Il nuovo comma 9-bis.3 disciplina, invece, le ipotesi di errata applicazione del reverse charge ad operazioni esenti, non imponibili o non soggette ad imposta o inesistenti, disponendo la neutralizzazione degli effetti fiscali ai fini IVA e prevedendo la sanzione compresa tra il cinque e il dieci per cento dell’imponibile (con un minimo di 1.000 euro) solo nei casi di operazioni inesistenti.
I nuovi commi sono coerenti con il principio sancito in più occasioni dalla Corte di Giustizia dell’Unione europea in relazione al meccanismo del reverse charge, secondo cui le violazioni degli obblighi formali non possono escludere di per sé il diritto alla detrazione del contribuente, pena la violazione del principio di neutralità dell’imposta (Ecotrade, cause riunite C-95/07 e 96/07, Idexx, causa C-590/13; Equoland, causa C-272/2013), cui si è sempre uniformata la Corte di Cassazione (Cass. n. 10819/2010; Cass. 20486/2013; Cass. n. 5072/2015; Cass. n. 7576/2015).
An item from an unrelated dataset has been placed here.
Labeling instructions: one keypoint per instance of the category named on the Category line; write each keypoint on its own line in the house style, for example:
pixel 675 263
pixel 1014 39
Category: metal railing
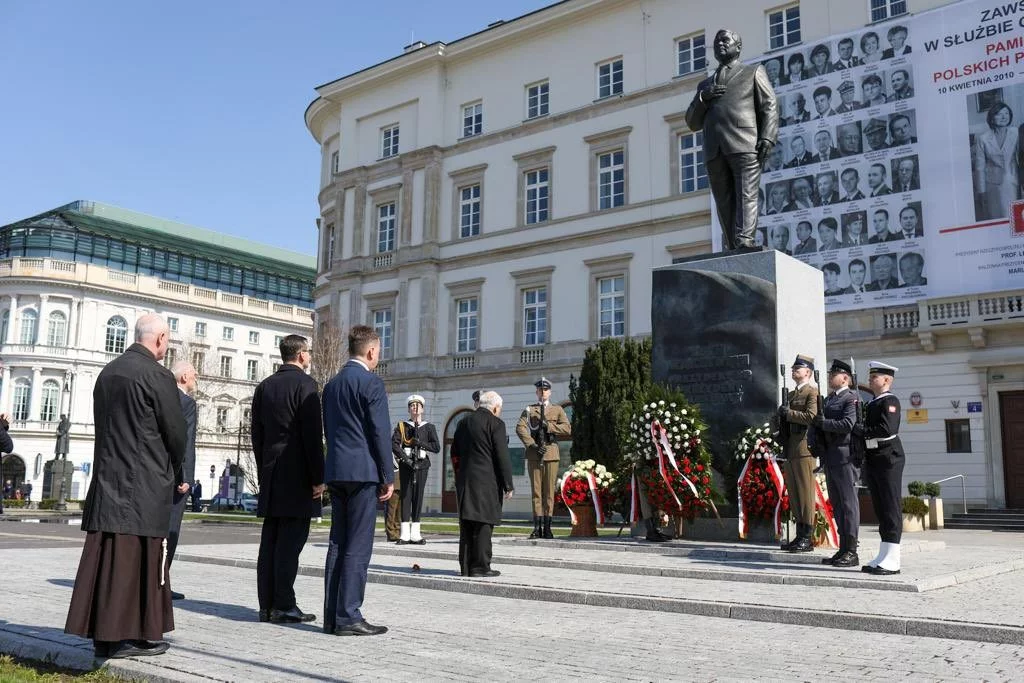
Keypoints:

Il legislatore, inoltre, si è preoccupato di meglio definire anche l’ambito di applicazione di tali disposizioni, che, oltre alle ipotesi di inversione contabile di cui agli articoli 17 e 74, commi settimo e ottavo, del D.P.R. n. 633 del 1972, sono state espressamente estese anche alle altre ipotesi di inversione contabile o reverse charge contemplate dalla disciplina IVA, quali le operazioni nel settore dell’agricoltura e le operazioni intracomunitarie. L’Agenzia chiarisce che, pur in assenza di un espresso richiamo, le disposizioni di cui al comma 9-bis sono applicabili anche agli acquisti dalla Repubblica di San Marino e dallo Stato della Città del Vaticano, di cui all’art. 71 del d.P.R. n. 633 del 1972, considerato che il citato art. 71, comma 2, rinvia all’art. 17, secondo comma.